As an analogy, among humans, the class of "smart people" are not a natural coalition, even though they could in-principle get together and defeat all of the non-smart people in a one-on-one fight. Why don't smart people do that? Well, one reason is that smart people don't usually see themselves as being part of a coherent identity that includes all the other smart people. Poetically, there isn't much class consciousness among smart people as a unified group. They have diverse motives and interests that wouldn't be furthered much by attempting to join such a front. The argument Hanson makes is that AIs will also not form a natural, unified front against humans in the same sense. The relevant boundaries in future conflicts over power will likely be drawn across other lines.

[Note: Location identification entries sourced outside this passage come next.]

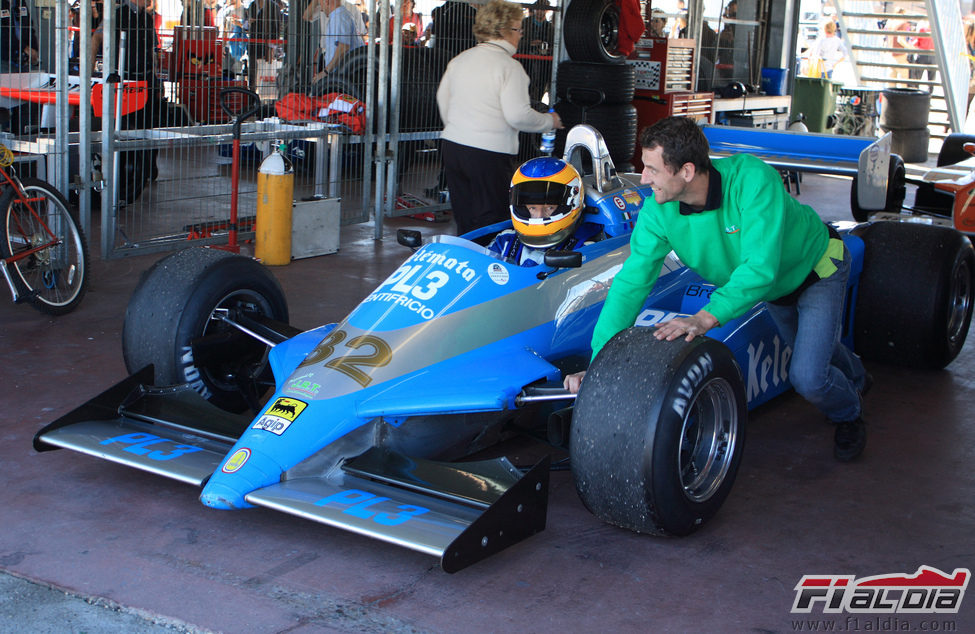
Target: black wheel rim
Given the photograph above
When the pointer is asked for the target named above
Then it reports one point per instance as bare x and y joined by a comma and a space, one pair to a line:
708, 439
237, 352
961, 302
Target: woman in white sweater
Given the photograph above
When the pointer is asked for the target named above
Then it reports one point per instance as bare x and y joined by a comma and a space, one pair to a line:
484, 103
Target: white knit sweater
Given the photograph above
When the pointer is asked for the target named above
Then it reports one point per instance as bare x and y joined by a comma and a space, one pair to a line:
483, 99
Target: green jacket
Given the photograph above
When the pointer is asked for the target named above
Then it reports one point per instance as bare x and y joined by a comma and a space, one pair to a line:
759, 244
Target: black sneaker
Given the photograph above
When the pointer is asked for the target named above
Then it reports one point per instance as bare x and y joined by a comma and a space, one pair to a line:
867, 384
849, 440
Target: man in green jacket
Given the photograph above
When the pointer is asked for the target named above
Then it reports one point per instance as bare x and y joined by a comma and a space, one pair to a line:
733, 222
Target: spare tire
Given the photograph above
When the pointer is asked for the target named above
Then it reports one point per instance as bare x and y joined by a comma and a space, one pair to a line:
616, 122
616, 81
911, 145
591, 31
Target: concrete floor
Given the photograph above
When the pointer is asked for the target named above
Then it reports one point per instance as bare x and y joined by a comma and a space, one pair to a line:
145, 546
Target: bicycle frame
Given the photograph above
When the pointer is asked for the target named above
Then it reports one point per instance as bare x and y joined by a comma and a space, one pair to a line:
14, 182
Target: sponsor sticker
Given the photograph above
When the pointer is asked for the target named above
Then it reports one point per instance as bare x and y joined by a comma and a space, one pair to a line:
236, 461
497, 273
280, 415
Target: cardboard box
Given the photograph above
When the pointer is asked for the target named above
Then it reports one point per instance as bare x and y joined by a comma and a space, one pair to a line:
315, 227
202, 98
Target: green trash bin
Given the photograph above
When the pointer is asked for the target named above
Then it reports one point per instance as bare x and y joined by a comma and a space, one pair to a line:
816, 99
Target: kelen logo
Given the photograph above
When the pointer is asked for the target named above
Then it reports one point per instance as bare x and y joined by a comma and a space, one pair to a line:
927, 591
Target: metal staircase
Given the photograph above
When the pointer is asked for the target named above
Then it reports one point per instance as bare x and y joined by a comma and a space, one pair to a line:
867, 35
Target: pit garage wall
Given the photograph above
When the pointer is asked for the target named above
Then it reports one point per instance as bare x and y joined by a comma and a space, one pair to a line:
391, 169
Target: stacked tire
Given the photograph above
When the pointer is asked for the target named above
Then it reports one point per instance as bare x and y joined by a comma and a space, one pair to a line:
904, 113
596, 86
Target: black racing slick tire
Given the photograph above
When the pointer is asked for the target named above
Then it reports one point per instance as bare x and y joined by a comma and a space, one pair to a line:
905, 109
953, 149
170, 323
658, 431
616, 81
591, 31
896, 191
917, 288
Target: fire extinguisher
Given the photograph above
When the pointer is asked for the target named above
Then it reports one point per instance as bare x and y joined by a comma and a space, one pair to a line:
275, 197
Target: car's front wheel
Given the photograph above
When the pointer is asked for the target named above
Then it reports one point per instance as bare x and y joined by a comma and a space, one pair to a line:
658, 431
172, 322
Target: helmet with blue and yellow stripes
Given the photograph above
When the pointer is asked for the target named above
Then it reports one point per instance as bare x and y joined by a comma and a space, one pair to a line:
546, 201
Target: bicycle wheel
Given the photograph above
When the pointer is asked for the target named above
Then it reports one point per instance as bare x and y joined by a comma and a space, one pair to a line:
54, 278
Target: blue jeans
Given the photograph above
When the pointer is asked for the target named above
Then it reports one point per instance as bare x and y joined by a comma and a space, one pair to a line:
823, 370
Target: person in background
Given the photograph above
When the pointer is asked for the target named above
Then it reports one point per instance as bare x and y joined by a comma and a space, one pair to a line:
631, 28
537, 38
483, 101
731, 221
902, 44
657, 24
411, 24
19, 49
828, 52
266, 21
453, 29
925, 53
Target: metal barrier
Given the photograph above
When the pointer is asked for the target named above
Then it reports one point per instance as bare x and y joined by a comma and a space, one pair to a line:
161, 174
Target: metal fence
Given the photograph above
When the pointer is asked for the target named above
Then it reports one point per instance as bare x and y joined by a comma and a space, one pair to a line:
154, 158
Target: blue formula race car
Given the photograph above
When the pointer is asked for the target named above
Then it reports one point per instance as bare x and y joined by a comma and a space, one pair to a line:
365, 424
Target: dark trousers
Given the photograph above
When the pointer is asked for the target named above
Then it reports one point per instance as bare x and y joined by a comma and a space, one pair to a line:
478, 182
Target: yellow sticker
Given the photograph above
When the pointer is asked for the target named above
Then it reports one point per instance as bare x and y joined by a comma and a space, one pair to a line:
237, 460
287, 408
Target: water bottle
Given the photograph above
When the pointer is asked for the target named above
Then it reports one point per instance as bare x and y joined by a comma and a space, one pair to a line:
548, 140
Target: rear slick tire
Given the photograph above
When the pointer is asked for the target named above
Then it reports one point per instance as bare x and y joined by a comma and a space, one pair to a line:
917, 289
658, 431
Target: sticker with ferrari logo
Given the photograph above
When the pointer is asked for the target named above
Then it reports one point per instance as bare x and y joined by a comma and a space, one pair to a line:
280, 415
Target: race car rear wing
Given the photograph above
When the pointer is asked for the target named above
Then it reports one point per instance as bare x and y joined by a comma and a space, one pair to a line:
864, 157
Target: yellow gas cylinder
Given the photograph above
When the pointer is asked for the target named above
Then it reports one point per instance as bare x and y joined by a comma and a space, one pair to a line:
275, 197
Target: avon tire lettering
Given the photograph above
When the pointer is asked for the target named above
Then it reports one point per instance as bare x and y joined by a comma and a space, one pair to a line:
150, 446
360, 504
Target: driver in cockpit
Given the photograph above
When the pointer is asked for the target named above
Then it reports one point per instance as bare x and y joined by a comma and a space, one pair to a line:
547, 199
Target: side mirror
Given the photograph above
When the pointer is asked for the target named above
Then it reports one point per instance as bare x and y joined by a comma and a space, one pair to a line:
409, 238
563, 259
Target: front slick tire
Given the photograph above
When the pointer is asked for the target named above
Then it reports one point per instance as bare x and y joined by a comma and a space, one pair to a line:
658, 431
169, 323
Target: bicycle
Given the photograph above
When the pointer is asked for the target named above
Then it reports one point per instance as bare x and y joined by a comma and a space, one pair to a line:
43, 252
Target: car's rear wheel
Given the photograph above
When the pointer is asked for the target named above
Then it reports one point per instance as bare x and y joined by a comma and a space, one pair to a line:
171, 322
917, 289
658, 431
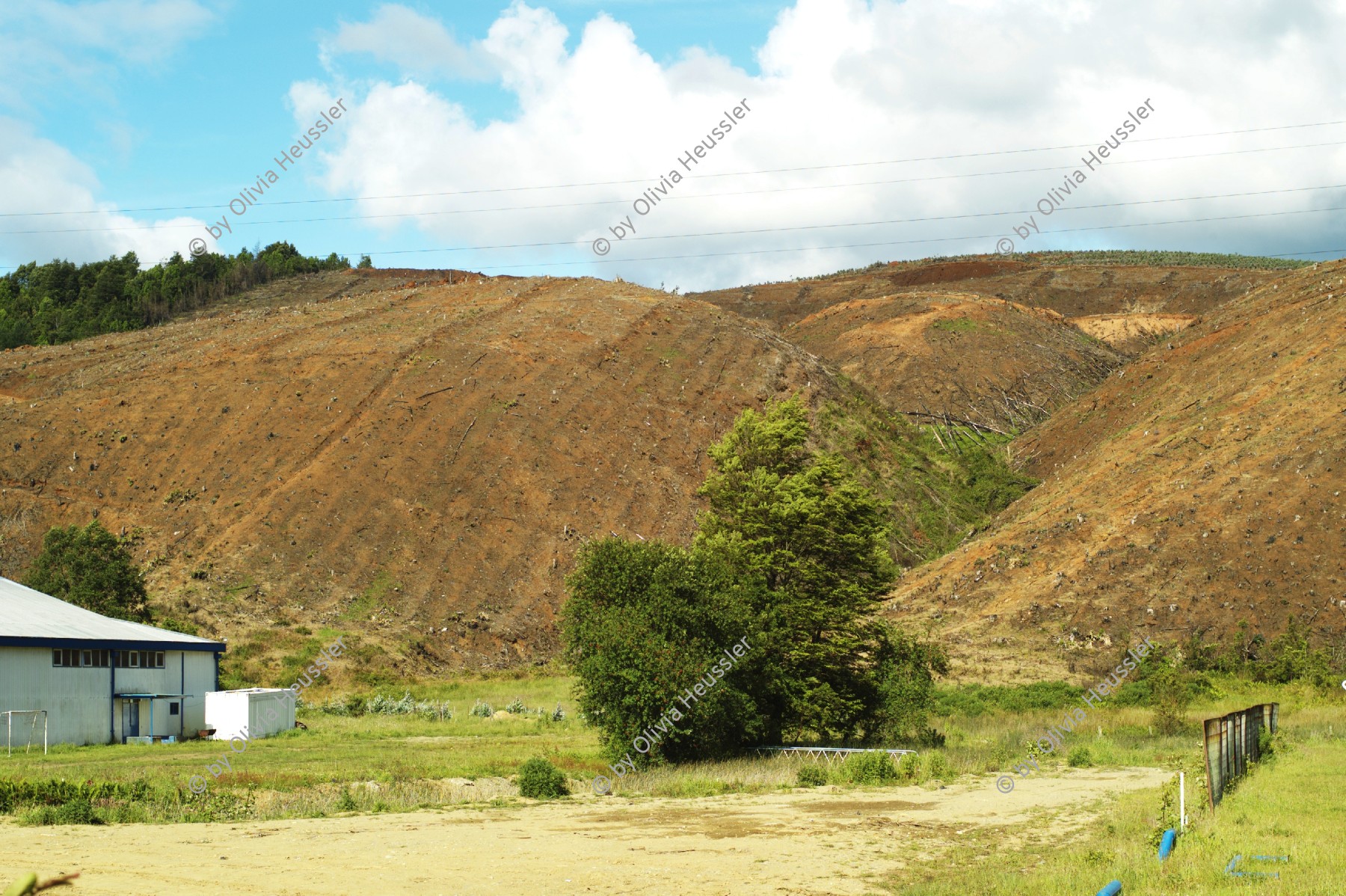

The idea that AIs won't form a natural coalition has a variety of implications for the standard AI risk arguments. Most notably, it undermines the single-agent model that underlies many takeover stories and arguments for risk. More specifically, if AIs won't form a natural coalition, then,

  • We shouldn't model a bunch of AIs (or even a bunch of copies of the same model) as all basically being "a single AI". For instance, in Ajeya's story about AI takeover, she alternates between calling a single copy of an AI model an entity named "Alex" and calling the entire coalition of copies of the same model "Alex". However, in the absence of any unified coalition among the AIs, this conflation makes much less sense.
  • It will be hard for AIs to coordinate a violent takeover for basically the same reason why it's hard for humans to coordinate a violent takeover. In order to coordinate a violent plan, you generally need to alert other people about your intentions. However, since other people might not agree with your intentions, each person you inform is a chance for your plan to be exposed, and thus ended. This would apply to AIs who try to inform other AIs about their intentions.
  • If an AI is trained to catch deception in other AIs, there isn't a strong reason to assume that it will defect from its training and join the other AI in deceiving against the humans, because it won't necessarily see itself as "an AI" fighting against "the humans".

In my opinion, these examples only scratch the surface of the ways in which your story of AI might depart from the classic AI risk analysis if you don't think AIs will form a natural, unified coalition. When you start to read standard AI risk stories (including from people like Ajeya who do not agree with Eliezer on a ton of things), you can often find the assumption that "AIs will form a natural, unified coalition" written all over it.

I'm just noting that you are assuming that we have many robustly aligned AI's, in which case I agree that take-over seems less likely.

Absent this assumption, I don't think that "AIs will form a natural, unified coalition" is the necessary outcome, but it seems reasonable that the other outcomes will look functionally the same for us.

Nice post, Joe.

For two: clearly some sorts of otherness warrant some sorts of fear. For example: maybe you, personally, don't like to murder. But Bob, well: Bob is different. If Bob gets a bunch of power, then: yep, it's OK to hold your babies close. And often OK, too, to try to "control" Bob into not-killing-your-babies. Cf, also, the discussion of getting-eaten-by-bears in the first essay. And the Nazis, too, were different in their own way. Of course, there's a long and ongoing history of mistaking "different" for "the type of different that wants to kill your babies." We should, indeed, be very wary. But liberal tolerance has never been a blank check; and not all fear is hatred.

I think the strength of this point may be misleading. The word "murder" usually has a negative connotation in language, so if one hears that "a murderer got lots of power", then one should reasonably expect more negative stuff. However, although killing humans is almost always bad, it is not necessarily bad. For example, I think it would be totally fine to kill a terrorist to prevent the death of e.g. 1 M people. To assess the value of a given action, we have to ask what is better from the point of view of the universe. Once one does that, AI killing all humans is no longer necessarily bad, but it will also not be good for free.